Die Grundzüge der Story sind zweifellos der nihilistischen Post-68-Stimmung der Italo-Western zu verdanken – ohne unangebrachte Subtilität macht „The Hunting Party“ gleich klar, wie die Fronten verteilt sind: wir haben den reichen, herumhurenden Großkapitalisten, der die Regeln macht, ohne sich selbst daran gebunden zu fühlen, der seiner Frau, die er eh nur als Vorzeige- und Sexobjekt „hält“, jeden Seitensprung zutraut und schon vorab moralisch verurteilt, seinerseits aber selbst jede käufliche Pussy mitnimmt (und selbige, die Pussy also, schon mal mit einer brennenden Zigarre penetriert) – seine Vorstellung, die Calder-Bande würde Melissa serienvergewaltigen (mit ihrer latenten Zustimmung), entspringt natürlich nur dem Gedanken, dass *er* es genau so handhaben würde. Ihm gegenüber steht der Outlaw als Vertreter der Unterprivilegierten, der Ausgestoßenen, der Parias, der einen deutlich differenzierteren Moralkodex vertritt als die nominell „Guten“, und der sich notgedrungen mit Gewalt nehmen muss, was die „Gesellschaft“ ihm verwehrt – im vorliegenden Falle ausdrücklich nicht einmal „Geld“ oder „Macht“, sondern „Bildung“; Calder geht es ursprünglich schlicht und ergreifend um die Fähigkeit zu Lesen, dass Melissa nebenher auch noch eine attraktive Frau ist, ergibt sich für ihn erst im Laufe der Entführung (leider schwächt der Film das Motiv der „Bildungsverwehr“ etwas ab, indem Calder spät im Film erklärt, dass er durchaus die Möglichkeit gehabt hätte, lesen zu lernen, aber aus grundsätzlichen Fundamentaloppositionsgesichtspunkten verweigert habe).

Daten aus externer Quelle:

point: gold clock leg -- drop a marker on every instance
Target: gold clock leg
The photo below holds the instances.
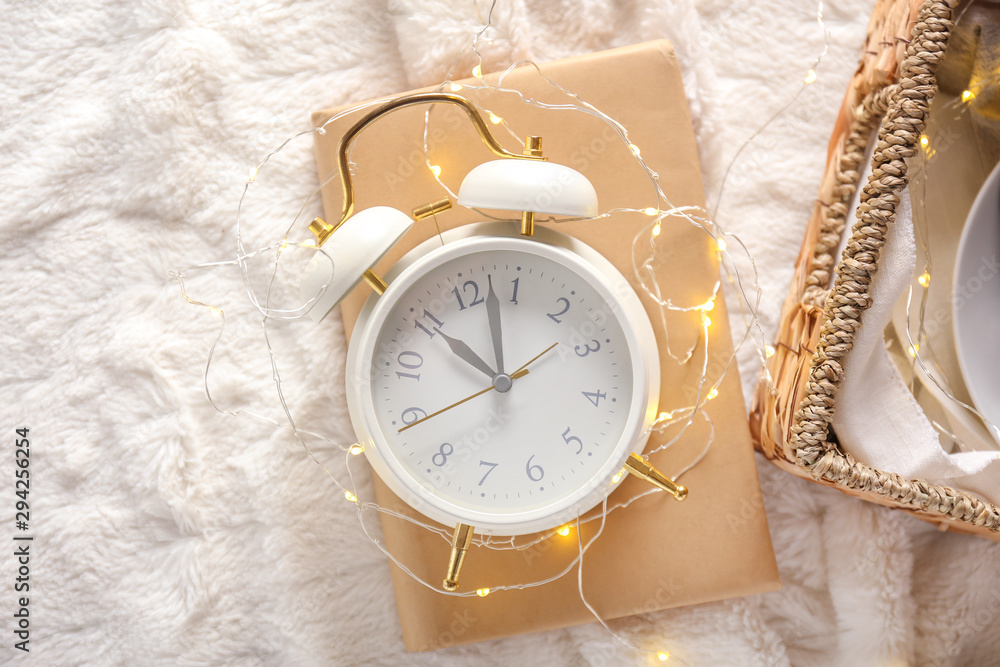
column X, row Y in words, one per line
column 527, row 223
column 460, row 543
column 375, row 281
column 533, row 147
column 433, row 208
column 321, row 229
column 638, row 466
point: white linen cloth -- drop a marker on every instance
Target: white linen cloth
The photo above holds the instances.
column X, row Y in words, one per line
column 878, row 420
column 170, row 534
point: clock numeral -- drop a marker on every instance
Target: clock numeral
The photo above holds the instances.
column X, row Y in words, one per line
column 534, row 470
column 476, row 299
column 555, row 316
column 413, row 415
column 492, row 468
column 582, row 351
column 442, row 455
column 567, row 438
column 413, row 360
column 420, row 325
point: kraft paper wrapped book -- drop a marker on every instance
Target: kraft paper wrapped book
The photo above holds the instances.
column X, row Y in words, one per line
column 656, row 553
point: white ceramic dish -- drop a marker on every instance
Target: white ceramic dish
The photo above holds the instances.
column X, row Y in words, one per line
column 976, row 300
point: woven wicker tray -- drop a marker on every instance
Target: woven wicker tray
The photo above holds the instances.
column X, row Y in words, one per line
column 890, row 92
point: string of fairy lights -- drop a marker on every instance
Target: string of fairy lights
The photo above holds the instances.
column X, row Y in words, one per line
column 740, row 285
column 919, row 344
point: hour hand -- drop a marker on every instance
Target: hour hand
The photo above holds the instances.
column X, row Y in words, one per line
column 465, row 353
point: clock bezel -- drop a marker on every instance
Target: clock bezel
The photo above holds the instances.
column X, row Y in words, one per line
column 573, row 254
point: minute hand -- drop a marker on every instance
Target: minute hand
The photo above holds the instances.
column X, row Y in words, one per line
column 493, row 313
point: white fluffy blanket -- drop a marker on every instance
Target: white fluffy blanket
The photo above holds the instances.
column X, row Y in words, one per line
column 168, row 533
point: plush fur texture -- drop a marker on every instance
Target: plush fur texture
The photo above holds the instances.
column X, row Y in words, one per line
column 169, row 533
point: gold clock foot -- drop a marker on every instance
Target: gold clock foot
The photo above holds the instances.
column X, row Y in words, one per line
column 460, row 543
column 375, row 281
column 638, row 466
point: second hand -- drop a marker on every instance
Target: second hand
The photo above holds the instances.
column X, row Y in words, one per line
column 519, row 373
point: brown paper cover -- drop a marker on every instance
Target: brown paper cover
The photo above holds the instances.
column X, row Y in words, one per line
column 656, row 553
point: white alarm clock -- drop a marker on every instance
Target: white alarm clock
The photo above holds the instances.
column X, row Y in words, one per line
column 499, row 377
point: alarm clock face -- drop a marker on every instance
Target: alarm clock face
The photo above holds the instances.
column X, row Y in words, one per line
column 502, row 381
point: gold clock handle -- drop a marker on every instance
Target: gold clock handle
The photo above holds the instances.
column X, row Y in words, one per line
column 460, row 543
column 639, row 467
column 323, row 231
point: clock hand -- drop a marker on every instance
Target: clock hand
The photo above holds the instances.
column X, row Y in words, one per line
column 493, row 312
column 465, row 353
column 519, row 373
column 534, row 358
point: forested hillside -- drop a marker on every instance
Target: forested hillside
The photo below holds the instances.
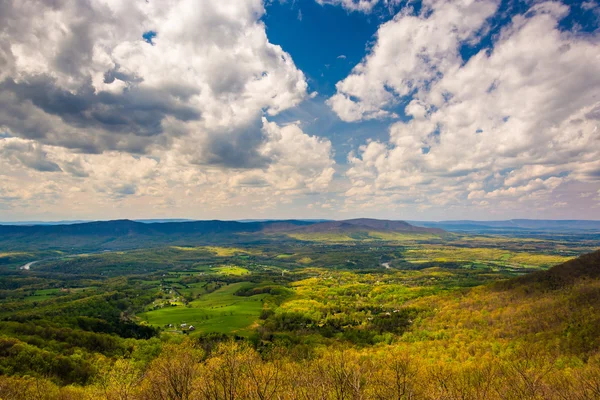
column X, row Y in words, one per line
column 389, row 317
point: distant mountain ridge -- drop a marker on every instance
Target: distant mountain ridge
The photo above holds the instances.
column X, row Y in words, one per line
column 366, row 224
column 513, row 224
column 120, row 234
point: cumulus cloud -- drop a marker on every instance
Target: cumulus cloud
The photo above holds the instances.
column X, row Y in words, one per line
column 81, row 75
column 352, row 5
column 514, row 122
column 138, row 106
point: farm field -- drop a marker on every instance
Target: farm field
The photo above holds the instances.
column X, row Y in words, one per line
column 379, row 297
column 220, row 311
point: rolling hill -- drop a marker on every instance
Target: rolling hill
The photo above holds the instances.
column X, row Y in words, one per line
column 123, row 234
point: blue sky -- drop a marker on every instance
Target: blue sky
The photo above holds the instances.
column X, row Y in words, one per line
column 439, row 109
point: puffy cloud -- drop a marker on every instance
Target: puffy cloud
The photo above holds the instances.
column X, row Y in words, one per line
column 352, row 5
column 411, row 51
column 97, row 84
column 137, row 106
column 514, row 122
column 46, row 177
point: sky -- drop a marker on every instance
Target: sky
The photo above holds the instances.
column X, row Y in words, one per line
column 232, row 109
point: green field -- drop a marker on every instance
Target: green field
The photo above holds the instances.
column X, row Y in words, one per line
column 220, row 311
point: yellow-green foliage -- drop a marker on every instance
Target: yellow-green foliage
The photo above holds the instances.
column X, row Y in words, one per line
column 447, row 254
column 333, row 237
column 322, row 237
column 230, row 270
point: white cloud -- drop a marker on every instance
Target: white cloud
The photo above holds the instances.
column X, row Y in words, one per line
column 98, row 119
column 210, row 70
column 352, row 5
column 513, row 123
column 411, row 52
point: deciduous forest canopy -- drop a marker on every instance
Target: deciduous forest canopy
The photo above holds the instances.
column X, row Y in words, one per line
column 305, row 199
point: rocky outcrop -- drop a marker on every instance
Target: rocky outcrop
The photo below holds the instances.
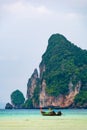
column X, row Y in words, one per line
column 8, row 106
column 62, row 101
column 32, row 83
column 63, row 74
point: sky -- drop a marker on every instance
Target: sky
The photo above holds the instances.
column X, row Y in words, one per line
column 25, row 27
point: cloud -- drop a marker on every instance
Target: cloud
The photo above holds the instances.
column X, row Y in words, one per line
column 24, row 9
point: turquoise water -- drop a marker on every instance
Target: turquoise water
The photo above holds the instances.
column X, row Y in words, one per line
column 67, row 113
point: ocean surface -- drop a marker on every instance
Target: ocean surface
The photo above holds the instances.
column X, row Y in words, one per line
column 31, row 119
column 28, row 113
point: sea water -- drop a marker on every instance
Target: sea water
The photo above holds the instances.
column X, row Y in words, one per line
column 26, row 113
column 31, row 119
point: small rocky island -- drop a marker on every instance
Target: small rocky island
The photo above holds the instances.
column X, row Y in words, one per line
column 62, row 78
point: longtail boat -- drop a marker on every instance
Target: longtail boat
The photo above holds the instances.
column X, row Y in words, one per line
column 51, row 113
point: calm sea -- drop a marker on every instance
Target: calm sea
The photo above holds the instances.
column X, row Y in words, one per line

So diametral entgegengesetzt wie ihre Ansichten sind auch die Vorgehensweisen der Widersacher – Calder mag ein Gesetzesbrecher sein, aber er geht persönlichen Gefahren nicht aus dem Weg, betrachtet Töten nicht als Sport und/oder mit der Berufsausübung einhergehenden Bonus; Ruger hingegen tötet aus der Distanz, feige, ohne sich selbst in Gefahr zu bringen und macht ersichtlich keinen Unterschied dahingehend, ob er nun ein Tier oder einen Menschen tötet. Melissa selbst ist, kurioserweise, für die Geschichte beinahe schon unwesentlich, sie ist lediglich der Katalysator, und, wenn man zynisch sein will, könnte sich die Story ohne elementare Änderungen auch um ein von Calder geklautes Pferd, Rind oder Gewehr drehen (nur, dass diese Beispiele ihm schlecht das Lesen beibringen könnten, hehe). Calder will etwas, was ihm aufgrund seines gesellschaftlichen Status nicht „zusteht“, und Ruger verteidigt seine ihm nach eigener Auffassung zustehenden Pfründe.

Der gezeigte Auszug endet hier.